By: Sean Crose
If all goes well, 2023 will be remembered as a year where major fights went down in the sport of boxing, a year where the best took on the best repeatedly. Gervonta Davis-Ryan Garcia, Tyson Fury-Oleksandr Usyk, Errol Spence-Terence Crawford (though that one doesn’t look too promising), Vasyl Lomachenko-Devin Haney, Canelo Alvarez-Dmitry Bivol 2, these are highly anticipated bouts that may well become reality within the next 12 months or so. And now reports that Naoya Inoue may throwdown with Stephen Fulton in the spring have emerged, courtesy of ESPN. It’s exciting for fans, frankly. And the fans most certainly deserve a fight of this caliber after late 2022, where longed for potential matchups simply evaporated into thin air.
Without doubt, Inoue-Fulton is one of the best fights that can be made in the sport. Not only do these fighters have some of the best nicknames in all of boxing (“The Monster” and “Cool Boy Steph” respectively), neither man has ever tasted defeat. And they’ve got enough world title belts between them to fill a glass cabinet. Inoue has won 7 world titles in three different weight divisions. He was last seen winning the undisputed bantamweight championship of the world in December when he stopped Paul Butler in 11. Fulton, on the other hand currently holds the WBC and WBO junior featherweight titles in his possession.

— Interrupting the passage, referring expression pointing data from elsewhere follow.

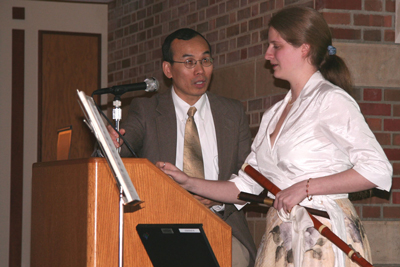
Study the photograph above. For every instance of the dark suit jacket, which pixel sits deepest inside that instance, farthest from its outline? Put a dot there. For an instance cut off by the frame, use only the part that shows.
(151, 130)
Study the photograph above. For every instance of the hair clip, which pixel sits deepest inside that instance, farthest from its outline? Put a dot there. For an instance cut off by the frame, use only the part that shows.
(331, 50)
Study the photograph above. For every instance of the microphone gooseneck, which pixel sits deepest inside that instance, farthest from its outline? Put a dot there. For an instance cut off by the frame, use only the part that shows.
(149, 85)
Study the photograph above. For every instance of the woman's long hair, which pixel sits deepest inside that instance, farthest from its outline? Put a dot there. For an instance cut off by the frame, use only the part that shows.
(302, 25)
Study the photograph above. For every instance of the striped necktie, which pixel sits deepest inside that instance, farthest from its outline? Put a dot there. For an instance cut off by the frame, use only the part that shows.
(192, 156)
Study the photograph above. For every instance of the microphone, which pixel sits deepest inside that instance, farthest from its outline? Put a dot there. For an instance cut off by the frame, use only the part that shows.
(149, 85)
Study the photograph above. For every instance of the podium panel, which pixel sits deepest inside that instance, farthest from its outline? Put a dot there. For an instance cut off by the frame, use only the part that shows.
(75, 214)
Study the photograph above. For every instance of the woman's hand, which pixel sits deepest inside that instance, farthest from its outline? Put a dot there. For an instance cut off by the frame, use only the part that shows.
(291, 196)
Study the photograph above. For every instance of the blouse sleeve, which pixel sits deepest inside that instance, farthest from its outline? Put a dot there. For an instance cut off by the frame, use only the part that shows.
(342, 122)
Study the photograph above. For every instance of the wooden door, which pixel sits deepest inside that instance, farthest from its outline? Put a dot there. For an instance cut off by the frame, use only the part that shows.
(67, 62)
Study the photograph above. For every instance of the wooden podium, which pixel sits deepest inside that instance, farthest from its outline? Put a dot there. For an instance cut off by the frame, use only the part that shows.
(75, 214)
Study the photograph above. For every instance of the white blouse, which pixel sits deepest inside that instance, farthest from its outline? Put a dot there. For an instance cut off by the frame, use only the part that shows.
(323, 134)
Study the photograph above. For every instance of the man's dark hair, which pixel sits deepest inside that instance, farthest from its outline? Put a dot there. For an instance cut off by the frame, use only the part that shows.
(181, 34)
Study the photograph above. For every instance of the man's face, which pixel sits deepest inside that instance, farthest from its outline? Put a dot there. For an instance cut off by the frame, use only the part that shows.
(189, 84)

Inoue, of course, would like to add those belts to his own impressive collection. Having polished off the entire bantamweight division, the 29 year old Japanese fighter is looking forward to bigger things. Philly’s Fulton, however, is no joke. Last seen in action cruising past Daniel Roman back in the spring, the 29 year old is as sharp as they come in the ring. Fast, accurate, and possessing excellent footwork, Fulton knows how to employ a premier level fight plan and has the confidence and athleticism to carry it out.

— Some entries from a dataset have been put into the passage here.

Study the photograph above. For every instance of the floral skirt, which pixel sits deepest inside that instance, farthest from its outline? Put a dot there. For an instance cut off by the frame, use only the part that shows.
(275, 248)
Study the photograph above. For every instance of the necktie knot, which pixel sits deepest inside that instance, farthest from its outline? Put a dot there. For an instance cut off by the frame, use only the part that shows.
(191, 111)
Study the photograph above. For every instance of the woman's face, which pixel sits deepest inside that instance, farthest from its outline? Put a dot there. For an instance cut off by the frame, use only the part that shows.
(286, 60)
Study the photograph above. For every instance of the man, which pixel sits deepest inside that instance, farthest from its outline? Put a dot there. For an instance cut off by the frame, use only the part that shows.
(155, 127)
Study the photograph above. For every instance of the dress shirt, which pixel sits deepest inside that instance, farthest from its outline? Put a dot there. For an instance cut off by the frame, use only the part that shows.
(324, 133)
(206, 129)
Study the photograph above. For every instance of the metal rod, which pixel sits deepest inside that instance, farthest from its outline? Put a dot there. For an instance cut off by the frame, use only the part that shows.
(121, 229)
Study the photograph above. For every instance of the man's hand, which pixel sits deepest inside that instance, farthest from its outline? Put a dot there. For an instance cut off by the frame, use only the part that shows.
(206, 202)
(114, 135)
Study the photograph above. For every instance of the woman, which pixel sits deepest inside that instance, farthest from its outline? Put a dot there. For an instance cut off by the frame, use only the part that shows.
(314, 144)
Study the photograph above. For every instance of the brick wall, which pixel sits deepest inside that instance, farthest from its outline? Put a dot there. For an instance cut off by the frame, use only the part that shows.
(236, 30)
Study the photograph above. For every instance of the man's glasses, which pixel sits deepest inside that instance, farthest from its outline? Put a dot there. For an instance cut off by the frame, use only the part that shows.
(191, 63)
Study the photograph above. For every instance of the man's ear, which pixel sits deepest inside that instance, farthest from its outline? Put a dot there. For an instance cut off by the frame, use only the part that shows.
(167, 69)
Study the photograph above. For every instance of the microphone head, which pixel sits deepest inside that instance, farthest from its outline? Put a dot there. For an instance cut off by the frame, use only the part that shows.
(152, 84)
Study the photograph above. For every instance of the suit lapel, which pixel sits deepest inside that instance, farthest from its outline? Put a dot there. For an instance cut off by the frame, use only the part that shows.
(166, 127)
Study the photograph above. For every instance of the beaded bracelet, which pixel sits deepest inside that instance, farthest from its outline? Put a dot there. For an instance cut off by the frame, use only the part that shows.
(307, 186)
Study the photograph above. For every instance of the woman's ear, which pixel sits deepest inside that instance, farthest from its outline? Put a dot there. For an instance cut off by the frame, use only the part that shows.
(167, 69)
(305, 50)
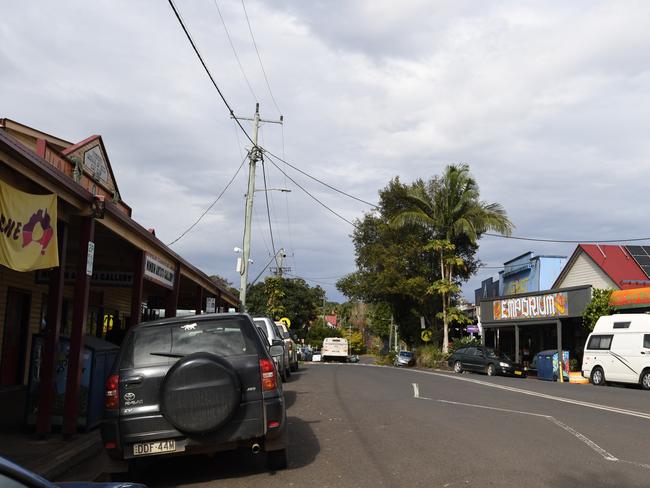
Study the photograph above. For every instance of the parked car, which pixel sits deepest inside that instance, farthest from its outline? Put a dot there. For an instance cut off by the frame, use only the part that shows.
(305, 353)
(275, 336)
(195, 384)
(404, 358)
(14, 476)
(291, 345)
(484, 360)
(618, 350)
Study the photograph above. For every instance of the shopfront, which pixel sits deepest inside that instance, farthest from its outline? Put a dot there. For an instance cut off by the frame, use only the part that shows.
(74, 264)
(523, 325)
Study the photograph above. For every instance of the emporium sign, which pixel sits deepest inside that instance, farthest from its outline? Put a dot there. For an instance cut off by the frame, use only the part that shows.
(159, 270)
(532, 307)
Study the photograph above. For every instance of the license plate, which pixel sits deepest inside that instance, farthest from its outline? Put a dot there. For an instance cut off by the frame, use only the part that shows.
(156, 447)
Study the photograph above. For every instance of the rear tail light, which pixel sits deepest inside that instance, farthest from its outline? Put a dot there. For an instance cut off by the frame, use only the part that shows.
(112, 400)
(267, 369)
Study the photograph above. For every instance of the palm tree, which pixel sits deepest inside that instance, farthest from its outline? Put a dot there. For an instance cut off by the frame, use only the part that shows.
(450, 208)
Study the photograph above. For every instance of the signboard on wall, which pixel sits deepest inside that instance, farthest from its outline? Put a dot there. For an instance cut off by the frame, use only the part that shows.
(531, 307)
(99, 277)
(28, 239)
(159, 270)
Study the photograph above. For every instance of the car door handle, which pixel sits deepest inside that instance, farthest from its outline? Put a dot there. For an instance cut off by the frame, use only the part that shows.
(133, 380)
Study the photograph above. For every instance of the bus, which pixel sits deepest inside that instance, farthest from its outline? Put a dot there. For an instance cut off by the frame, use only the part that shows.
(334, 349)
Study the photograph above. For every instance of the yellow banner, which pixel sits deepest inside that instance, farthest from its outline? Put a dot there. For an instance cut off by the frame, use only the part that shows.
(27, 230)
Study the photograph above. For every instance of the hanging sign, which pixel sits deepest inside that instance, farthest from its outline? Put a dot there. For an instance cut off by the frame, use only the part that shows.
(159, 270)
(531, 307)
(28, 238)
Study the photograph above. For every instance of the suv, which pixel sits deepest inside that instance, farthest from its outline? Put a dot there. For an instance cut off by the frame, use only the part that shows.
(291, 346)
(197, 384)
(275, 337)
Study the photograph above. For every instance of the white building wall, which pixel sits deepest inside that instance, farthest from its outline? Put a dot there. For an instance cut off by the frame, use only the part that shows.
(585, 272)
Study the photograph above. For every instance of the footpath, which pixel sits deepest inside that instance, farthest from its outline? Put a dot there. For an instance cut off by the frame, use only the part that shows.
(54, 458)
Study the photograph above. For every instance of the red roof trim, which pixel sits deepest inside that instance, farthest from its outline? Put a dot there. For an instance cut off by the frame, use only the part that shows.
(616, 263)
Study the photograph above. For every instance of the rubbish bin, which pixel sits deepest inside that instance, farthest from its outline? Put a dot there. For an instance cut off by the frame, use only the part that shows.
(548, 367)
(96, 363)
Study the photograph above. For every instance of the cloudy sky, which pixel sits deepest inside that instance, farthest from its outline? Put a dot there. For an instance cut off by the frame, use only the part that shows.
(549, 103)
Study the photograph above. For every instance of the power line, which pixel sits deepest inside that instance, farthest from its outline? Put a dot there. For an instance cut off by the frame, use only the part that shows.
(312, 196)
(565, 241)
(234, 51)
(319, 181)
(268, 212)
(207, 70)
(211, 205)
(268, 85)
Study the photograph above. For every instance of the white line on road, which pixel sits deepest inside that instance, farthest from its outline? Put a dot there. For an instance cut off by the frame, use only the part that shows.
(581, 437)
(572, 401)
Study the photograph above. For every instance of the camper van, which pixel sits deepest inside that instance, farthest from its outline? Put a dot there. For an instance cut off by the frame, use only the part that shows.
(618, 350)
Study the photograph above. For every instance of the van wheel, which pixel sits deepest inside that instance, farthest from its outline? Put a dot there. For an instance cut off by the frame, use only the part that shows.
(645, 380)
(598, 377)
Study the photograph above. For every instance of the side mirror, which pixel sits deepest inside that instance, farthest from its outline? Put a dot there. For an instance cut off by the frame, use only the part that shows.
(276, 350)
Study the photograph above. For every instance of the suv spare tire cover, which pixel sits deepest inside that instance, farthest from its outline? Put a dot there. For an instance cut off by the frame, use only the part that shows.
(200, 393)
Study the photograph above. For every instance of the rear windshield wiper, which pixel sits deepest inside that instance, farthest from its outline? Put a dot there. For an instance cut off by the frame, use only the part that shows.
(167, 354)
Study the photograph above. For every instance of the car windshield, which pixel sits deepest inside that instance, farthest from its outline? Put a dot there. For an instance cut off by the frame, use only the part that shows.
(491, 353)
(155, 345)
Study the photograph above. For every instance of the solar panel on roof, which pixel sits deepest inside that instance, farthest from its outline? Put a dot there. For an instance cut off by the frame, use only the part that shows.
(641, 255)
(636, 250)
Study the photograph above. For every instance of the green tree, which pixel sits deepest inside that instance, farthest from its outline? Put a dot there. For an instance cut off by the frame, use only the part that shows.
(597, 307)
(451, 210)
(276, 297)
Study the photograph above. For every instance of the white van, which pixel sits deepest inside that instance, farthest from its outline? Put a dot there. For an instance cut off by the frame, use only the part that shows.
(618, 350)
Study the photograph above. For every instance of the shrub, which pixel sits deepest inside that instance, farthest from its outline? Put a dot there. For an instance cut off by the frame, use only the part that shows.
(430, 357)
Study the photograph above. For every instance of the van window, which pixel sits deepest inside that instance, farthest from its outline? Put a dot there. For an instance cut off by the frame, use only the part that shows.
(600, 342)
(646, 341)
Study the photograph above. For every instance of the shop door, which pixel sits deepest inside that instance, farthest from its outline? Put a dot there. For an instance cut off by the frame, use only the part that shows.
(14, 341)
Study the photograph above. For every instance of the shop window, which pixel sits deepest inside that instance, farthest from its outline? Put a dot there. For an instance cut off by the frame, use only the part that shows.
(600, 342)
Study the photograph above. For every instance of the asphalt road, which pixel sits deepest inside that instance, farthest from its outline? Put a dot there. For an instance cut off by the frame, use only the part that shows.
(357, 425)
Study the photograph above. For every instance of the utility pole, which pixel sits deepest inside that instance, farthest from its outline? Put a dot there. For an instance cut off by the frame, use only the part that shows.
(254, 155)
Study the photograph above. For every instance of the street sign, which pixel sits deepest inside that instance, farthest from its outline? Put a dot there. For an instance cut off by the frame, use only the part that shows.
(426, 335)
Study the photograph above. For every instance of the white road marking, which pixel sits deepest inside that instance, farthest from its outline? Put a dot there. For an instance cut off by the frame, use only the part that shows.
(581, 437)
(572, 401)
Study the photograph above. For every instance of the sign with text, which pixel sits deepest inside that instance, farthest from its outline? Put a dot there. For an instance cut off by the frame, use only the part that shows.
(28, 239)
(159, 270)
(531, 307)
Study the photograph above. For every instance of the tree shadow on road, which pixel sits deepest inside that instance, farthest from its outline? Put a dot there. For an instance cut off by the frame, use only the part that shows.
(173, 471)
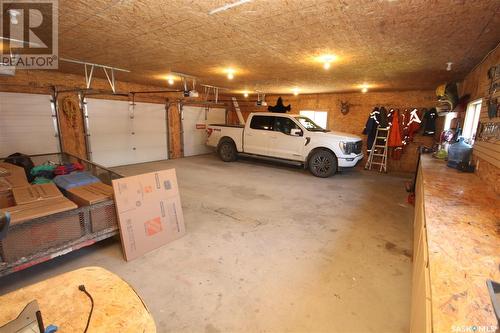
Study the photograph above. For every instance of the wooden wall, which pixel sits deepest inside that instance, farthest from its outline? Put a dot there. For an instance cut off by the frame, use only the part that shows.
(485, 153)
(353, 122)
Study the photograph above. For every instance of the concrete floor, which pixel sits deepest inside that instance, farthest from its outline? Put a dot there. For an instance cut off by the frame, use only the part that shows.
(269, 248)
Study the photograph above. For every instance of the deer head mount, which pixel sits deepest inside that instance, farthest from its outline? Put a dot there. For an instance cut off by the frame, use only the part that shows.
(344, 107)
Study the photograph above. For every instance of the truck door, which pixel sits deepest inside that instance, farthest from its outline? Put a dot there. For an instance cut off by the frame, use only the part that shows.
(257, 136)
(287, 139)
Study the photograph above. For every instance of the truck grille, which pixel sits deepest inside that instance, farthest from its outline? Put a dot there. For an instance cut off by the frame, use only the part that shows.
(357, 147)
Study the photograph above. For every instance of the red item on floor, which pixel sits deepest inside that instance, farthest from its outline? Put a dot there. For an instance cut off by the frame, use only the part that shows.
(68, 168)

Yet Inoue is something different. As Boxing Insider’s 2022 fighter of the year, the man tore through his competition like the star attraction that he is. As I wrote at the time, “in a career that’s lasted a bit over ten years, Japan’s Inoue has become a world titlist in three weight divisions and currently has a resume of twenty-four wins against zero losses. What’s more, all but three of those wins have come within the distance. Inoue, as is quite obvious, can hit. Hard. He also closes the show in wildly impressive fashion.”
Something Futlon, who looks as if he may bravely travel to Inoue’s home country to face the man, might want to keep in mind.